In Part 2 we will discuss how this “fraternal” structure became more formal.
Think Advisor reports the formation of the first “insurance companies” this way:
Edward Lloyd’s Coffee House, a small shop on London’ Tower Street and a popular gathering place for ship captains, ship owners and merchants, becomes the go-to place for shipping news and, eventually, marine insurance. It was there that the modern concept of an insurance company came into being.
In 1769, a group of professional underwriters broke off to establish New Lloyd’s Coffee House, which would eventually grow up into Lloyd’s of London.
The Presbyterian Synod of Philadelphia sponsored the first life insurance corporation in America for the benefit of Presbyterian ministers and their dependents. Episcopalian ministers organized a similar fund a decade later.

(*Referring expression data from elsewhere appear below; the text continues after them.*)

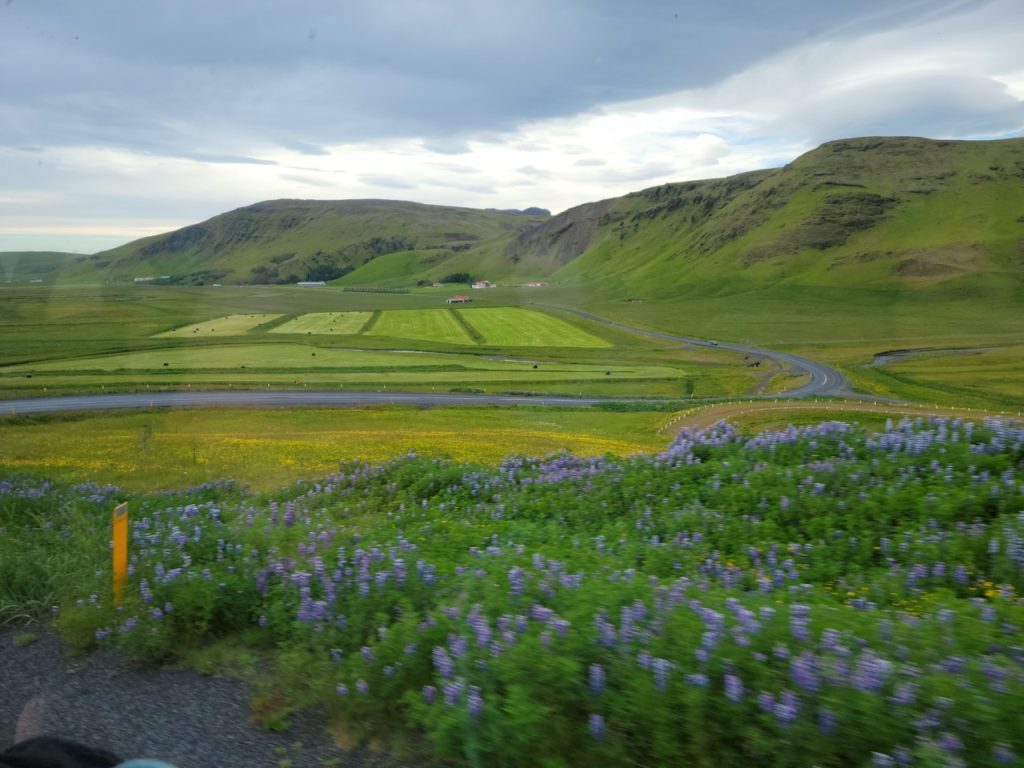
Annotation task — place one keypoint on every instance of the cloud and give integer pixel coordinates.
(483, 104)
(388, 182)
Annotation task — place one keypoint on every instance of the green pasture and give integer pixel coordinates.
(512, 327)
(229, 325)
(304, 365)
(267, 449)
(422, 325)
(984, 377)
(325, 324)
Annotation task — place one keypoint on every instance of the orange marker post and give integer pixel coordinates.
(120, 552)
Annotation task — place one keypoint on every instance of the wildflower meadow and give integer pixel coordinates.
(820, 595)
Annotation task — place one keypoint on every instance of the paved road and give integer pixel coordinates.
(824, 380)
(270, 398)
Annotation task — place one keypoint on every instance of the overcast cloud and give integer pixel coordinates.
(123, 119)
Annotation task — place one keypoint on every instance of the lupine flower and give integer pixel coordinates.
(474, 701)
(733, 688)
(596, 678)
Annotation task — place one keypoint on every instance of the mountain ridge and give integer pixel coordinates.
(880, 211)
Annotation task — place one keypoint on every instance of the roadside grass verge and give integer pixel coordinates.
(597, 610)
(267, 449)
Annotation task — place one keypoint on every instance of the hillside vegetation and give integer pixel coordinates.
(26, 266)
(869, 212)
(287, 241)
(884, 243)
(900, 212)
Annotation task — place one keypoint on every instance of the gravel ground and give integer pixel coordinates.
(190, 720)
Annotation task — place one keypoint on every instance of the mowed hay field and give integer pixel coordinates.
(290, 364)
(514, 327)
(325, 324)
(229, 325)
(266, 449)
(422, 325)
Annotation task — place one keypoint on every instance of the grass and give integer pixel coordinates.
(491, 612)
(423, 325)
(230, 325)
(325, 324)
(515, 327)
(271, 448)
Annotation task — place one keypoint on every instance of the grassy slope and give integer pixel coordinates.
(864, 233)
(23, 266)
(292, 236)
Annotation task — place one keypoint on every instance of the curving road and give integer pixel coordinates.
(824, 380)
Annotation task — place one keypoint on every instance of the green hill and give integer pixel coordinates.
(876, 212)
(860, 237)
(39, 266)
(285, 241)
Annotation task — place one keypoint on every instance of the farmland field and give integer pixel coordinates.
(291, 365)
(325, 324)
(230, 325)
(422, 325)
(514, 327)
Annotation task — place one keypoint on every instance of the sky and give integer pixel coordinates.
(121, 119)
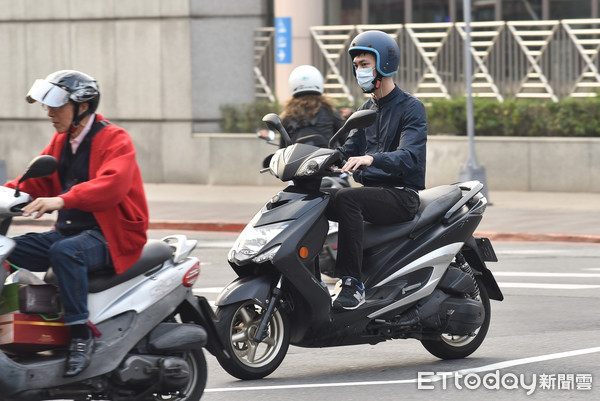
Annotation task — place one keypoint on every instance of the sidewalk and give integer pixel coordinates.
(512, 215)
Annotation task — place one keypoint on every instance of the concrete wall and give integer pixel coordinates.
(164, 69)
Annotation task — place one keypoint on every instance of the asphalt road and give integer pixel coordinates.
(542, 343)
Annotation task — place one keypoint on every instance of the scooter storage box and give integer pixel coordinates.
(21, 332)
(9, 299)
(39, 298)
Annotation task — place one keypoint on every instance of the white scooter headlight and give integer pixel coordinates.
(311, 166)
(252, 240)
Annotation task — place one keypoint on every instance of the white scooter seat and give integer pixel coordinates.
(155, 253)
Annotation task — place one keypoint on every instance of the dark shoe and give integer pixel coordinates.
(80, 356)
(351, 295)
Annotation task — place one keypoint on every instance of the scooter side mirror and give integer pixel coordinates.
(274, 123)
(267, 160)
(359, 119)
(41, 166)
(266, 134)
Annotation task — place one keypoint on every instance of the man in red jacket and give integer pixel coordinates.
(98, 193)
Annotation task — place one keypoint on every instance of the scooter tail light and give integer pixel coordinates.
(191, 275)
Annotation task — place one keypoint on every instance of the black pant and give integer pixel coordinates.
(350, 207)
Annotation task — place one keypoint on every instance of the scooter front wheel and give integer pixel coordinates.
(249, 359)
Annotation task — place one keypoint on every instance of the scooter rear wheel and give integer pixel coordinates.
(456, 347)
(250, 360)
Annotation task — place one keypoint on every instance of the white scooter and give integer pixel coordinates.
(152, 327)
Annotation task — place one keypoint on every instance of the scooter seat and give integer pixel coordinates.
(435, 202)
(155, 252)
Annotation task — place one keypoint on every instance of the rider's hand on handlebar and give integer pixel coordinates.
(355, 162)
(38, 207)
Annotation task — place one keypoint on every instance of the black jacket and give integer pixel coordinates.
(397, 141)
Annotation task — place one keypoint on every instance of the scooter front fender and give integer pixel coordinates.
(255, 288)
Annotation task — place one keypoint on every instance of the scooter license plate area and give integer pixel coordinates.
(486, 249)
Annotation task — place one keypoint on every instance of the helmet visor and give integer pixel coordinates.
(47, 93)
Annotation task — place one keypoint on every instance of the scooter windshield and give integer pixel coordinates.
(47, 93)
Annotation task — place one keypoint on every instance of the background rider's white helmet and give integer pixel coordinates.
(305, 80)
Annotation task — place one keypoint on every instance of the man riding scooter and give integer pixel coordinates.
(98, 193)
(387, 158)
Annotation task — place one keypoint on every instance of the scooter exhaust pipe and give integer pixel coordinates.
(176, 337)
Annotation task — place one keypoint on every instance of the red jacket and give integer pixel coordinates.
(114, 192)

(The first insurance company in the American colonies was formed before this, in Charleston, S.C., in 1735, but it offered only fire insurance at first. It didn’t add life insurance until 1760.)
It is interesting to note that companies were formed to manage other risks besides the demise of the insured. Losses due to maritime hazards, and to fire, were also indemnified. The corporate structure made it easier for interested parties to pool resources and spread the risk, thus making it possible to insure against large losses at a discount.